GM is moving the engineering team responsible for the mid-engined Chevrolet Corvette into the company's electric and autonomous vehicle programs in an internal memo to push the boundaries of what its future EV battery systems and components can deliver.
The memo sent by Doug Parks, GM's executive vice president of global product development, purchasing, and supply chain, announced that the Corvette team will move from the automaker's global product team to the autonomous and electric vehicle program led by Ken Morris. The postponement will take effect on September 1st, according to the memo. The change was first reported by InsideEVs.
“General Motors is committed to a fully electric future. I'm excited to put the team that redefined the performance, design and accessibility of supercars in key roles so that we can integrate and run our electric vehicles to the same high standards, ”said Morris in an email sent statement.
In the memo, Parks said the move will “help this already dynamic team push the boundaries of what our future EV battery systems and components can deliver when it comes to excitement and exciting performance for our customers. The Corvette team is familiar with the excitement of customers and critics alike. It brought the mid-engined Corvette to market with worldwide acclaim and became one of the most award-winning cars in automotive history. "
The change won't disrupt the entire Corvette team. Tadge Juechter remains Executive Chief Engineer at Global Corvette and will continue to lead the team as new variants hit the market. Corvette's chief engineer, Ed Piatek, will now be chief engineer of the "future product" and will continue to report to Tadge. Under this new role, Piatek will work on future EV programs across the organization, according to the memo. Josh Holder, who was Corvette's Program Engineering Manager, is being promoted to Chief Engineer for Global Corvette, replacing Piatek.
The organizational change follows a series of announcements and investments by GM in electric vehicles and automated vehicle technology.
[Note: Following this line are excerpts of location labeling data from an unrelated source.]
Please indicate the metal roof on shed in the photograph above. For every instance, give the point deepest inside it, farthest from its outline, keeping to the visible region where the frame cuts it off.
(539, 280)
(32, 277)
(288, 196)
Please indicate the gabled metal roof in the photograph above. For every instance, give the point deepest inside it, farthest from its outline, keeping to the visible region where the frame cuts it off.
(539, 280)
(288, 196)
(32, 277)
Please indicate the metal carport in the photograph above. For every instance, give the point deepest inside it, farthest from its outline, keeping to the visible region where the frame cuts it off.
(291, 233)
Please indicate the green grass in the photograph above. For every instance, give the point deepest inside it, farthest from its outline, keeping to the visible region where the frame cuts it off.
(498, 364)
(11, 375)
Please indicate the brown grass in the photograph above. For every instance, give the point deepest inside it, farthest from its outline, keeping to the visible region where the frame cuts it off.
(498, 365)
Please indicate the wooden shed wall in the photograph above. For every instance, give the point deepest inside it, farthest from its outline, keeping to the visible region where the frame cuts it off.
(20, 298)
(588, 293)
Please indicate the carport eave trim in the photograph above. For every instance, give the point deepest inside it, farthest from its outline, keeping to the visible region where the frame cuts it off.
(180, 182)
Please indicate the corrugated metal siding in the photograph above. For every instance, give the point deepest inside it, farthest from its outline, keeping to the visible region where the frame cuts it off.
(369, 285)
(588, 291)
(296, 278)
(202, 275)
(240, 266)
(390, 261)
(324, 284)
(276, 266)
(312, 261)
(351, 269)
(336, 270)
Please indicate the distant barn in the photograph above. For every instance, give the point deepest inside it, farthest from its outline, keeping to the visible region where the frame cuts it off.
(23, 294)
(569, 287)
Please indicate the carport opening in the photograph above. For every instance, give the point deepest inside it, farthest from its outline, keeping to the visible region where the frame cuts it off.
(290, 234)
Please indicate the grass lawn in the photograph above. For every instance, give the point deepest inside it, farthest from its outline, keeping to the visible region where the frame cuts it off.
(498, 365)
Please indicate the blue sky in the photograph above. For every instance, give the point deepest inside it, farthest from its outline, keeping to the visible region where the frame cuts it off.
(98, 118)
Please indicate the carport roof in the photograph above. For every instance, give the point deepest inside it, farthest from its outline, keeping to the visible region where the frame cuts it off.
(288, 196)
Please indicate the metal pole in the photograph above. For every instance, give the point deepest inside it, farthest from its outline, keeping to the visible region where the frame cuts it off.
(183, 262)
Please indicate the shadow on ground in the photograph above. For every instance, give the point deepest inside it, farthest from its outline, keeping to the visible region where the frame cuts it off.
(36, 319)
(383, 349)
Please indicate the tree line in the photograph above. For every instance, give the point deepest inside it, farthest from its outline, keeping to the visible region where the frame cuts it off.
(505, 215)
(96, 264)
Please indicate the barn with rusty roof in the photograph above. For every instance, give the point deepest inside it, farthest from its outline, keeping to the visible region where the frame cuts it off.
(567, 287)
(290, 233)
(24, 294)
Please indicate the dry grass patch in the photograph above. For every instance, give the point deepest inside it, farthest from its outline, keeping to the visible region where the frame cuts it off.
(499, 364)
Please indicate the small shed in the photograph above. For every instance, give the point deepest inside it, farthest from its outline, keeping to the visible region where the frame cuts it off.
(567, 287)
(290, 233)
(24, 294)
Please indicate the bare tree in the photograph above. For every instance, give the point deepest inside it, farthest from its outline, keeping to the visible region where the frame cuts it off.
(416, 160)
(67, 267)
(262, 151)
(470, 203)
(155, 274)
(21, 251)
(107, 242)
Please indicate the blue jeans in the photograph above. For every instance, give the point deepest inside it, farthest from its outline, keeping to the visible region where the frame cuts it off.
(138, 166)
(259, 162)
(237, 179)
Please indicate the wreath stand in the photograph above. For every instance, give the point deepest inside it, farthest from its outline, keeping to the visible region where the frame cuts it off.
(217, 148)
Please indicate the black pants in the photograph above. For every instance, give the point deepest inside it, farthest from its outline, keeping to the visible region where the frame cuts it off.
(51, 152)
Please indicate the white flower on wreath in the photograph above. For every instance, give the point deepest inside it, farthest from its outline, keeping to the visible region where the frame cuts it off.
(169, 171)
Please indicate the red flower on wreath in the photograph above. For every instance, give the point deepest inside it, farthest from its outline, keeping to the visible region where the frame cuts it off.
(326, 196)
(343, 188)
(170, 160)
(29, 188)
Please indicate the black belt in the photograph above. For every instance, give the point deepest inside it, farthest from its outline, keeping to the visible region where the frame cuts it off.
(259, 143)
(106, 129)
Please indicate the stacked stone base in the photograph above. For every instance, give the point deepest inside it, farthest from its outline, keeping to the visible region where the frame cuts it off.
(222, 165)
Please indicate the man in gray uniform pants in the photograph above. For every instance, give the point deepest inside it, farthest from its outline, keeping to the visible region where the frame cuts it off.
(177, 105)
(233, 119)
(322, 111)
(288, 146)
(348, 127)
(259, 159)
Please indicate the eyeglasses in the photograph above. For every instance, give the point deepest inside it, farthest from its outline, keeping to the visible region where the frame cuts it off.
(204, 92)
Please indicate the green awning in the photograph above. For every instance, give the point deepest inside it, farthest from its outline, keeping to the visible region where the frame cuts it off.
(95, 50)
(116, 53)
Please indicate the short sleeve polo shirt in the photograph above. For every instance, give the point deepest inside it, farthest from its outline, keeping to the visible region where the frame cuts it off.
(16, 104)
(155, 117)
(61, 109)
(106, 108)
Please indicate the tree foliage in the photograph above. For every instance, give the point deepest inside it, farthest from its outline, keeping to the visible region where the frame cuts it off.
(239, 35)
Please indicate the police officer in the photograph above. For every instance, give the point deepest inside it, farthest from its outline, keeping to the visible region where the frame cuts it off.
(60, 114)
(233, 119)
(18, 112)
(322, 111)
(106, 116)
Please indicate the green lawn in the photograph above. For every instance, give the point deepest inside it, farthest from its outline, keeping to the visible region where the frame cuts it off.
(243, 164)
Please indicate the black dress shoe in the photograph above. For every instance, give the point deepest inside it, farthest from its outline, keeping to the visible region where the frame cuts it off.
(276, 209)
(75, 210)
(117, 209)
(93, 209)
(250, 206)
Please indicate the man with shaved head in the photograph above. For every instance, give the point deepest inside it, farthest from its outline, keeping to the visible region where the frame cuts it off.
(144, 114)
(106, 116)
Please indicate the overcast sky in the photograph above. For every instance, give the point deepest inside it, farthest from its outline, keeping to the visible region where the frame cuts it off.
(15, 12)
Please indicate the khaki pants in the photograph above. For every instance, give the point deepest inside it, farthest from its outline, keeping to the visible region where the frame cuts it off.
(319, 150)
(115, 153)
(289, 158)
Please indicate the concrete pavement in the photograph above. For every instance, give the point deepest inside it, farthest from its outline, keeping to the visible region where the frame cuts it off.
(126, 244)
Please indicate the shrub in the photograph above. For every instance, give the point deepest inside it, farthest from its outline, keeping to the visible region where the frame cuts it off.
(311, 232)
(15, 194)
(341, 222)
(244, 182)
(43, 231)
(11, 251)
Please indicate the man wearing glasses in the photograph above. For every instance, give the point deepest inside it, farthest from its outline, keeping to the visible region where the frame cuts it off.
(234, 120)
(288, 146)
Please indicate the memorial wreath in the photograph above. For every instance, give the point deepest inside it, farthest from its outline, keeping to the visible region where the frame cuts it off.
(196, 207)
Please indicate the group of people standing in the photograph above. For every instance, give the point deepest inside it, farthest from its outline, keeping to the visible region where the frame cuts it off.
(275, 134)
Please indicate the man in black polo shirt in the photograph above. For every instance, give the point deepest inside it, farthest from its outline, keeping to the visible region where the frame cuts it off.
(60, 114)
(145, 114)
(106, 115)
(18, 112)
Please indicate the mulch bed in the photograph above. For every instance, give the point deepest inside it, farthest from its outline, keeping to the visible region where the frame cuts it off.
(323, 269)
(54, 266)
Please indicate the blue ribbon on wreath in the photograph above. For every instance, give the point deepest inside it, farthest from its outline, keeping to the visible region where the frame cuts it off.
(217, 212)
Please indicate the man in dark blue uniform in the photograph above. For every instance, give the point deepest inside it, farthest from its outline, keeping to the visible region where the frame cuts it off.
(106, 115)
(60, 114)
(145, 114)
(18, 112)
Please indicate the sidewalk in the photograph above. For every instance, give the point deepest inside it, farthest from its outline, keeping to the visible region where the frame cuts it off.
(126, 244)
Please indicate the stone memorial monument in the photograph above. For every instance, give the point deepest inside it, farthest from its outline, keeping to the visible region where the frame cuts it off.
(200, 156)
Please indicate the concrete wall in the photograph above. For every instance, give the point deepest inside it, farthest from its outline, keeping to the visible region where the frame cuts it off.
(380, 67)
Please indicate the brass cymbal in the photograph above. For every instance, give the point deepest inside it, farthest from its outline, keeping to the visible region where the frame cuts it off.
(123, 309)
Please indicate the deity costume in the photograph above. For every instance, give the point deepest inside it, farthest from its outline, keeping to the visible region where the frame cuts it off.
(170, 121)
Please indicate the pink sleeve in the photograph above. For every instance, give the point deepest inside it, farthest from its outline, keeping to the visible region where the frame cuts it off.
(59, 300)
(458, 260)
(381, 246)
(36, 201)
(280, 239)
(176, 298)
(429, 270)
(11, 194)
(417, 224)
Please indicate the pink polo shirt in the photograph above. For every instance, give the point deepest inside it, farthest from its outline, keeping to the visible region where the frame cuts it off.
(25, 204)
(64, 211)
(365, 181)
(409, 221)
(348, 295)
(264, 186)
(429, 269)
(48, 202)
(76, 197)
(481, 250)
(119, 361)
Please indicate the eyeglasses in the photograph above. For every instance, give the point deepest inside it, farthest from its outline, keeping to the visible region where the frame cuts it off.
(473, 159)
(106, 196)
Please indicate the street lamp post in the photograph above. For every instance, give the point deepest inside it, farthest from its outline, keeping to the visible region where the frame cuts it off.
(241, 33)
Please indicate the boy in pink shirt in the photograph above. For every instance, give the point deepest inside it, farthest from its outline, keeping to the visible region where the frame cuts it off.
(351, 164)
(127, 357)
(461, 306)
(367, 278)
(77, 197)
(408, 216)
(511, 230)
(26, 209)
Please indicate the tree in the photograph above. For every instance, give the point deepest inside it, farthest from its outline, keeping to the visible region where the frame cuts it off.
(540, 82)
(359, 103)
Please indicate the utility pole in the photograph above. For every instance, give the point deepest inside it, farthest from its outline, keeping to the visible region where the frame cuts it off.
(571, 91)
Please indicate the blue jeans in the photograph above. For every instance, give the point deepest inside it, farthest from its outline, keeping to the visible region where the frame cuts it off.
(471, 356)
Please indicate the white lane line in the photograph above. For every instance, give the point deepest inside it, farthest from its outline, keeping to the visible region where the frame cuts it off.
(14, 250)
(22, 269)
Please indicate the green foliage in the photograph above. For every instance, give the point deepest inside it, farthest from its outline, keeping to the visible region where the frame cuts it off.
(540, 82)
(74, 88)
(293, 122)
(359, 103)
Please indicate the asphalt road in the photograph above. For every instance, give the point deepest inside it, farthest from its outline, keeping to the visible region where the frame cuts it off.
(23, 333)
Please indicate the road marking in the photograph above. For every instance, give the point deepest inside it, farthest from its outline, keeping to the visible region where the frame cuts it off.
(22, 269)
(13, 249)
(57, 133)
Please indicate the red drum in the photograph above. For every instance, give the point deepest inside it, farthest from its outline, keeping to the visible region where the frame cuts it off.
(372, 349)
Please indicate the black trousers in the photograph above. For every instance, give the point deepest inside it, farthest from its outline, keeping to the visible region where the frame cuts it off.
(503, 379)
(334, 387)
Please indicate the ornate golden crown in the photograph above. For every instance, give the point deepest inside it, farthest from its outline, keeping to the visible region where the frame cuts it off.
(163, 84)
In January, the automaker announced it would invest $ 2.2 billion in its Detroit-Hamtramck assembly plant to produce all-electric trucks and SUVs, as well as a self-driving vehicle unveiled by its subsidiary Cruise. GM will invest an additional $ 800 million in sub-tooling and other projects related to the introduction of the new electric vehicles.
GM will launch this new program with an all-electric pickup truck that will go into production in late 2021. The Cruise Origin, the electric self-propelled ride-sharing shuttle, will be the second vehicle to go into production in the Detroit area. Last month, GM said it is on track to deliver 20 electric vehicles by 2023, most of which will use the company new modular EV architecture called Ultium.
GM is already building one A nearly 3 million square meter factory that mass-produces Ultium battery cells and packs. This is the cornerstone of the company's strategy to bring these electric vehicles to market over the next three years. Ultium Cells LLC's battery cell manufacturing facility in Lordstown, Ohio, is part of a joint venture between GM and LG Chem announced in December.